The Playable City Network is an expanding global community of cities, which include Tokyo, Oxford, Austin, Seoul, Lagos and Melbourne among others. Melbourne’s first playable city meeting took place recently as part of the Melbourne International Games Week, with the city playing host to designers, urban planners and artists from around the world.

Welcoming the global urban play community to the city, RMIT Vice-Chancellor’s senior research fellow Dr Troy Innocent observed that the playable city approach to civic engagement can improve public spaces and infrastructure and connect people to their cities and each other.

“Playable cities draw on an eclectic mix of play, creative technologies, public art and urban design and we’re really looking forward to exploring how Melbourne can be reimagined through multidisciplinary collaboration,” says Innocent. 

RMIT researchers including N’arweet Carolyn Briggs produced TIMeR, a narrated audiowalk that reveals RMIT’s hidden Indigenous history, and invites listeners to reimagine RMIT's City campus. Users are prompted to scan geometric tags around the campus to hear stories that reveal alternate cartographies of the landscape, allowing them to reimagine familiar sites.

Innocent says this combination of ancient knowledge and new technology was already expanding the ways in which playable cities connected people and place.

“Melbourne is an incredible city, full of exciting possibilities, a thriving creative sector and a growing multicultural population with an appetite for new exciting creative technology ideas," adds Hilary O'Shaughnessy from UK-based digital creativity centre, Watershed. 

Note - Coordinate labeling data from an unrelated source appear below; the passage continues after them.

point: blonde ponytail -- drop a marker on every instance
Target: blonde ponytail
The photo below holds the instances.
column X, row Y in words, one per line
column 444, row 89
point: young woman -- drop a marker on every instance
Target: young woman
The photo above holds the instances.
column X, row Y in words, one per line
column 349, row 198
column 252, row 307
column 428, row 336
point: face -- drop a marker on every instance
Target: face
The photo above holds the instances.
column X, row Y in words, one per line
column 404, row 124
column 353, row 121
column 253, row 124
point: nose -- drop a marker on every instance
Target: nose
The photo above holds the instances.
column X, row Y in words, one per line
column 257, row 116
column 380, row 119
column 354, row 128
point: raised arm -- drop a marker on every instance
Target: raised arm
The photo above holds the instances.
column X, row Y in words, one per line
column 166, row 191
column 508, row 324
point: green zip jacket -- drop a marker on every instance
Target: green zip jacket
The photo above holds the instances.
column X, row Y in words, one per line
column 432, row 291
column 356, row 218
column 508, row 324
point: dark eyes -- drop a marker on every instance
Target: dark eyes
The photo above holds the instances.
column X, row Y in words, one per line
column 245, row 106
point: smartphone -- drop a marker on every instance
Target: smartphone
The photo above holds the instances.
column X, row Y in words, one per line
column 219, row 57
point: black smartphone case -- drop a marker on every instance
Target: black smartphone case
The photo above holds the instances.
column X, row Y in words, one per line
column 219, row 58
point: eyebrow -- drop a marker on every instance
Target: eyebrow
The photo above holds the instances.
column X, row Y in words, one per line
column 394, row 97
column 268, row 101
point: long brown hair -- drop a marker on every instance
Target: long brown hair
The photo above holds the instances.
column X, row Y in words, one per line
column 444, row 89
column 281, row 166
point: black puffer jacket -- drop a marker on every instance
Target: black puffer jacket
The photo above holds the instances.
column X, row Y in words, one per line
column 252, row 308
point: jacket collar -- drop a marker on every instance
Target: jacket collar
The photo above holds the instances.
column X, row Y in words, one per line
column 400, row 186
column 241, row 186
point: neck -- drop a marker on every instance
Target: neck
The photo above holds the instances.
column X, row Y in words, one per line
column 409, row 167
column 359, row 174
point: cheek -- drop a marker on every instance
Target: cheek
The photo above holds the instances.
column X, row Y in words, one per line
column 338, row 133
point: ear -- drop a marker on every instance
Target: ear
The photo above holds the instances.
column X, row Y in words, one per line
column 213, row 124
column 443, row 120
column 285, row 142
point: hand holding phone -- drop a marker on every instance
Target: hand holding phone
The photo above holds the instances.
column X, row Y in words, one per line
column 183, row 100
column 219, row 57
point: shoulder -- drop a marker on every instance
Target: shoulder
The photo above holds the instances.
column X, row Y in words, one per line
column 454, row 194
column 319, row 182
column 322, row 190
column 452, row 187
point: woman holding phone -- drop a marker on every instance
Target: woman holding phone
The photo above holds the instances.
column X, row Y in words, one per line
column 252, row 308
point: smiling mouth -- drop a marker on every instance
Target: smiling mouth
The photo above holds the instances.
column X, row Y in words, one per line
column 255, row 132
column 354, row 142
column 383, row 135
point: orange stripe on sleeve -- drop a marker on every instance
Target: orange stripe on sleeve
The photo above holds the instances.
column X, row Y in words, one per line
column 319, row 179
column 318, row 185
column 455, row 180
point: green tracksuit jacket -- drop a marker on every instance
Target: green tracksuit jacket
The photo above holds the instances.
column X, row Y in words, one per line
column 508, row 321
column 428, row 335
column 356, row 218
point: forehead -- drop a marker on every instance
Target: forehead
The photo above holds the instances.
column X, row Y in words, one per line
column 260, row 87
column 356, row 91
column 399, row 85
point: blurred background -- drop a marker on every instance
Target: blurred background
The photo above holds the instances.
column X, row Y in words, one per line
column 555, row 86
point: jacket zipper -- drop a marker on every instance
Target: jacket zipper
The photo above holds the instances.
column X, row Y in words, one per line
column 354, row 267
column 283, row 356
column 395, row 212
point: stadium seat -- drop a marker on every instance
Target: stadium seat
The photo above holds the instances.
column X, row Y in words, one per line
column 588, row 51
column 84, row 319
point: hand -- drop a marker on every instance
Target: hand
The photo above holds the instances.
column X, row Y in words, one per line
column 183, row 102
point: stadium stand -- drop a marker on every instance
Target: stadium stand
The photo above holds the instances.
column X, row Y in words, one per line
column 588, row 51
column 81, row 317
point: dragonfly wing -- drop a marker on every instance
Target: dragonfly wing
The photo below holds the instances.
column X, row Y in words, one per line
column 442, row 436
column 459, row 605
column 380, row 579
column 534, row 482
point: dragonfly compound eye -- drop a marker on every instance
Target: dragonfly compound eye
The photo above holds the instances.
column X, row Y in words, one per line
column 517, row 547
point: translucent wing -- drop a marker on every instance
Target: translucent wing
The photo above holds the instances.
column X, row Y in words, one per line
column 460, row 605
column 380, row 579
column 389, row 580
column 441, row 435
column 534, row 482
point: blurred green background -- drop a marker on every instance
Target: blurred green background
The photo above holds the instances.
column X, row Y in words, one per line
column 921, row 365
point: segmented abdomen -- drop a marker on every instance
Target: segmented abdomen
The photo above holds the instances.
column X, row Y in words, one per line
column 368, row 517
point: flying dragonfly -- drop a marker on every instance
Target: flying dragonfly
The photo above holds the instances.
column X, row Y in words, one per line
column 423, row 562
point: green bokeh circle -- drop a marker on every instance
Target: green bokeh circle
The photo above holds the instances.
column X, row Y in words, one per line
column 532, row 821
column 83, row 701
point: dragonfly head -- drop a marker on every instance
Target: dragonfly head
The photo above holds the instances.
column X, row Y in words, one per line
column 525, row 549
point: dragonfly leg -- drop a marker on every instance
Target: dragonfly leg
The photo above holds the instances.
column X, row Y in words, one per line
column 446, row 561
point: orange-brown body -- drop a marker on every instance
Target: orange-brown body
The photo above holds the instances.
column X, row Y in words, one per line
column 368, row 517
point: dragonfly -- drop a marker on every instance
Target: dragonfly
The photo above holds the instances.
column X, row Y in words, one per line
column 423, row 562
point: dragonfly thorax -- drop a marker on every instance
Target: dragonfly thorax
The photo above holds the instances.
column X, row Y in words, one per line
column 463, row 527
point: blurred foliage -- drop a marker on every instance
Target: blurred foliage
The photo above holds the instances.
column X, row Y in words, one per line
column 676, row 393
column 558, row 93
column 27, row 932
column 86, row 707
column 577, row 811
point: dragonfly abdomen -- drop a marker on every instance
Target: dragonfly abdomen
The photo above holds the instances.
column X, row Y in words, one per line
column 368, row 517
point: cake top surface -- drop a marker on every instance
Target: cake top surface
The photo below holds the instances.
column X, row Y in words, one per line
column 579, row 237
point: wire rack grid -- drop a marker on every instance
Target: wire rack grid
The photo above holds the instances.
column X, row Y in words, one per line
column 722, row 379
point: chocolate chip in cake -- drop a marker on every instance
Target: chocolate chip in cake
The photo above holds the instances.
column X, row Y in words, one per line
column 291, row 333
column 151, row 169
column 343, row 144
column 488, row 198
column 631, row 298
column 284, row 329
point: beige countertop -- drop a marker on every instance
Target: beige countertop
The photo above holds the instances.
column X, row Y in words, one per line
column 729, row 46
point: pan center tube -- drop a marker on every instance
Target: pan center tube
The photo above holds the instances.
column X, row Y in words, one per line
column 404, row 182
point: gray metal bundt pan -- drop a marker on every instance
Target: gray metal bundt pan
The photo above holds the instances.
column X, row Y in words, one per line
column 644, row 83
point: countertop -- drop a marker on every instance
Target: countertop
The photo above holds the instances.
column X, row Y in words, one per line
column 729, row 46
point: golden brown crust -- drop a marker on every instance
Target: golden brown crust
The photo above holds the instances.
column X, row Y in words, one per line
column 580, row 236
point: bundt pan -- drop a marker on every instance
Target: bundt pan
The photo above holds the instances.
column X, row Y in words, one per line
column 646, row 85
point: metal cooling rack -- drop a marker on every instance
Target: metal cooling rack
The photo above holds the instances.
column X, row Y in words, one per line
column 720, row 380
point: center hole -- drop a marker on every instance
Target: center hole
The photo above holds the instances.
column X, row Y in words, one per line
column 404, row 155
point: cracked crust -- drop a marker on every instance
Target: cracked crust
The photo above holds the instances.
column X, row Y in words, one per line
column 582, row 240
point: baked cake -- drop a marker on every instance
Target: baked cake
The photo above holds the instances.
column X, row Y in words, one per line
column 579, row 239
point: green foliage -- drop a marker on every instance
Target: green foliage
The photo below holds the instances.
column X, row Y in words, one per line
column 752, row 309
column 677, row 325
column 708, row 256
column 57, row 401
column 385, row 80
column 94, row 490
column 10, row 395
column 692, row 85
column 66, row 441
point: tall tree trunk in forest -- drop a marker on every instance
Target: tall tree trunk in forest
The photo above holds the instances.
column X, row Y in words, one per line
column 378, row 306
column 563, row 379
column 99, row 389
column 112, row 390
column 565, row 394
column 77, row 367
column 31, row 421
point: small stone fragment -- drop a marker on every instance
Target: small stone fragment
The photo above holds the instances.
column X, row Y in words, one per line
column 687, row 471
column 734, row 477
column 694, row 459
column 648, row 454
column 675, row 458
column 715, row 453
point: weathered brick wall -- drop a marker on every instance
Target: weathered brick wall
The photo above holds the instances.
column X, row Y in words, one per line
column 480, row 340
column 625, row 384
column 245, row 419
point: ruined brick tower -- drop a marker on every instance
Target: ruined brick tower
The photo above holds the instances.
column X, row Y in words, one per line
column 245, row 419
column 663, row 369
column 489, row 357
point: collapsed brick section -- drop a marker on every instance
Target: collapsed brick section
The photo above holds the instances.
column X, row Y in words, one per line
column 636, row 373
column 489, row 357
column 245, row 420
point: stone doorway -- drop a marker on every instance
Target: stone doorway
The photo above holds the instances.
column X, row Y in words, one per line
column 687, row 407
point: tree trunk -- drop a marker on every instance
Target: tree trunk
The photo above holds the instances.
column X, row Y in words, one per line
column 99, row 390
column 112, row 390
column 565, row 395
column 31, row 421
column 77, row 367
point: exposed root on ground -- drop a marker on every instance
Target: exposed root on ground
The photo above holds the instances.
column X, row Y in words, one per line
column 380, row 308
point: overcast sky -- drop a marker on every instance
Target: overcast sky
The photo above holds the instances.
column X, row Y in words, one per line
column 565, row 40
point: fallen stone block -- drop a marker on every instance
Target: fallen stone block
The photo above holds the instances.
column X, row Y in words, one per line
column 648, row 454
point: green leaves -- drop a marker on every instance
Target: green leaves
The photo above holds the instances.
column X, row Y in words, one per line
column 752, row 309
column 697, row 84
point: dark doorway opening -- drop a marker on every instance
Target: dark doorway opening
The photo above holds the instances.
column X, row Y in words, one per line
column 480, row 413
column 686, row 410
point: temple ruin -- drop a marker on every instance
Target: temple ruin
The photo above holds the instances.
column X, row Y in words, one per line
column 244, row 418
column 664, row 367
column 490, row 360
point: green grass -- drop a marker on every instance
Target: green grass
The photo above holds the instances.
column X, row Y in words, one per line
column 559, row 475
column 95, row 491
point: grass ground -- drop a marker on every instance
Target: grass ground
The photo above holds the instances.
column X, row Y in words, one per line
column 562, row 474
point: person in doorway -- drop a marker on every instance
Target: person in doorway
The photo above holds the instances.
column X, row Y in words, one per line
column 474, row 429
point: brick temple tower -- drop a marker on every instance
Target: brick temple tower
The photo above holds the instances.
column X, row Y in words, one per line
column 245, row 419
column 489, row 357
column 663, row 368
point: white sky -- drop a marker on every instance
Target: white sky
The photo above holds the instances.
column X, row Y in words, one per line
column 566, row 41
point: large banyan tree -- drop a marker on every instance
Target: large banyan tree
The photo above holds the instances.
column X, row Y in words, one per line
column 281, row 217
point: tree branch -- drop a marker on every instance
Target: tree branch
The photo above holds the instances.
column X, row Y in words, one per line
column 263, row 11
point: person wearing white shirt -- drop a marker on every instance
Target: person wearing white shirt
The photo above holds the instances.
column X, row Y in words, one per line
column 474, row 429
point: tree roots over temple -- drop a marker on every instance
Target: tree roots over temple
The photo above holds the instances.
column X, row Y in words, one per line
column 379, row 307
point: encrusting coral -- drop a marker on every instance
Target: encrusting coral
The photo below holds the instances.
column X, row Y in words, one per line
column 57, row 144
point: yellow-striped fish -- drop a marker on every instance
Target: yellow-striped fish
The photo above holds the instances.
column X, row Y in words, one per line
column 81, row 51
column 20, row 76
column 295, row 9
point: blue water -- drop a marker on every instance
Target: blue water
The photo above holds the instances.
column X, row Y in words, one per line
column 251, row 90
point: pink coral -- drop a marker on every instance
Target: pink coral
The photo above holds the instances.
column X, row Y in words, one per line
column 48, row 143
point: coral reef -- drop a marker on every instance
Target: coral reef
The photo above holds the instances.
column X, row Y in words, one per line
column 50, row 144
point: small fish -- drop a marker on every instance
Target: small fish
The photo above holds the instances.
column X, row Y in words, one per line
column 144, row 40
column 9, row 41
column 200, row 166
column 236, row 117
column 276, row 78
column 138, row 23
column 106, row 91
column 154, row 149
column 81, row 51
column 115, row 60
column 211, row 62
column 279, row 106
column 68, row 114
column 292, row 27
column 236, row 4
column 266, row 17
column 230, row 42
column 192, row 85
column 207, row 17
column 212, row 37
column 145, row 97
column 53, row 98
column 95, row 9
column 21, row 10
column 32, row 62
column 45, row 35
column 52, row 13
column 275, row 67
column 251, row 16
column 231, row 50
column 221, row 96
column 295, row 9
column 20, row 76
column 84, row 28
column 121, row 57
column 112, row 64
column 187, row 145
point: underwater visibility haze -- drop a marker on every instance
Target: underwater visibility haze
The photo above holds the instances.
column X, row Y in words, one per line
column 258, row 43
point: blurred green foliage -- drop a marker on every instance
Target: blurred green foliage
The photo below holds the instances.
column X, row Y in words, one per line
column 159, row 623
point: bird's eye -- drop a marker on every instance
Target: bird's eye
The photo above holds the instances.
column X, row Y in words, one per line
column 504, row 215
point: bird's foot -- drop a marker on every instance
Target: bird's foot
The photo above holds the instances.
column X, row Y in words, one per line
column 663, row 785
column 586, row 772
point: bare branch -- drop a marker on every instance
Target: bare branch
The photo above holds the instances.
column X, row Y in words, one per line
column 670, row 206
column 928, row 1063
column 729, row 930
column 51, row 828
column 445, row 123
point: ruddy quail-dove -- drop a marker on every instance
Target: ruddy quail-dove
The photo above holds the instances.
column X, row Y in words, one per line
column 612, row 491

“These are the perfect ingredients for a Playable City. We know Melbourne is liveable, now let’s make it playable."

As part of the Melbourne International Games Week, a demo of 64 Ways of Being was presented to provide the first Playable City Melbourne experience. Combining live art, augmented reality and gaming technology, the free mobile app transforms Melbourne into a giant playable city, allowing players to explore, experience and connect with the city at 64 locations.

64 Ways of Being is a collaboration between Innocent, live arts group 'one step at a time like this', and game developer Millipede working with Watershed.